Experiments can take significant time depending on dataset size and variant count. An experiment with 3 variants and 200 dataset rows executes 600 agent calls. The platform runs these asynchronously and notifies you when results are ready.


Analyzing Results

Per-Variant Metrics

Each variant receives aggregated metrics:

Metric Description
Pass rate Percentage of samples that passed all scorers
Weighted score Weighted average across scorer scores
Latency (avg, p50, p95, p99) Response time distribution
Token usage Average input/output/total tokens per sample
Gate status Whether the variant passed all quality gates

Per-Sample Results

Drill into individual samples to understand failures:

{
  "sample_index": 42,
  "input_data": {"prompt": "What is the cancellation policy?"},
  "expected_output": {"answer": "You can cancel within 30 days for a full refund."},
  "actual_output": {"answer": "Contact support for cancellation details."},
  "scorer_results": {
    "answer_relevance": {"score": 0.45, "passed": false},
    "helpfulness": {"score": 0.6, "passed": false}
  },
  "passed": false,
  "execution_time_ms": 1240
}

Comparison Matrix

The results include pairwise deltas between all variants:

Variant A Variant B Variant C
Pass Rate 0.87 0.94 0.91
Weighted Score 0.78 0.86 0.82
Avg Latency (ms) 980 1,240 1,180
Avg Tokens 1,820 2,100 1,950
Gates Passed No Yes Yes

In this example, Variant B has the highest quality scores and passes all gates, making it the winner despite higher latency.


Promoting a Winner

After identifying the best variant, you can promote its configuration to the agent spec:

  1. Review the winning variant's configuration -- model, prompt, temperature, tools
  2. Update the agent spec in the Agent Builder with the winning settings
  3. Bump the version to track the change in the component changelog
  4. Deploy the updated solution through deployment rings

Promote through proper channels

Do not copy experiment overrides directly to production.
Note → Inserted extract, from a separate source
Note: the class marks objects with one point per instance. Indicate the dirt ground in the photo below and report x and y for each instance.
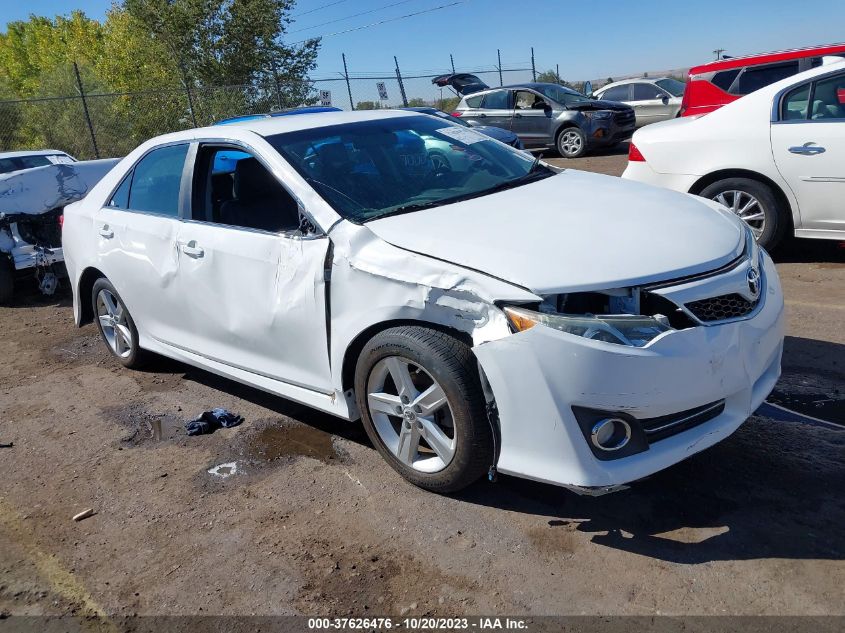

Update the agent spec, run any required approval workflows, and promote through your organization's deployment rings. This ensures all changes are tracked and auditable.


Best Practices

Dataset Design

  • Minimum 50 samples for statistically meaningful results. 200+ is better.
  • Include negative cases -- inputs the agent should refuse or escalate.
  • Refresh regularly -- Add new samples from production traces using Trace-to-Test conversion.
  • Label carefully -- Ambiguous expected outputs produce noisy scores.

Experiment Design

  • Isolate variables -- Change one thing per variant to identify what drives improvement.
  • Run multiple times -- Non-deterministic models produce different outputs each run. Run the experiment 2-3 times and look for consistent patterns.
  • Balance quality and cost -- A higher-quality model may win on accuracy but cost 10x more per request. Include cost metrics in your gates.

Scorer Selection

  • Combine scorer types -- Use semantic similarity for content quality and LLM judge for subjective criteria.
  • Weight appropriately -- If accuracy matters more than style, give the exact match scorer a higher weight.
  • Calibrate thresholds -- Run a baseline experiment first to understand your dataset's score distribution before setting pass/fail thresholds.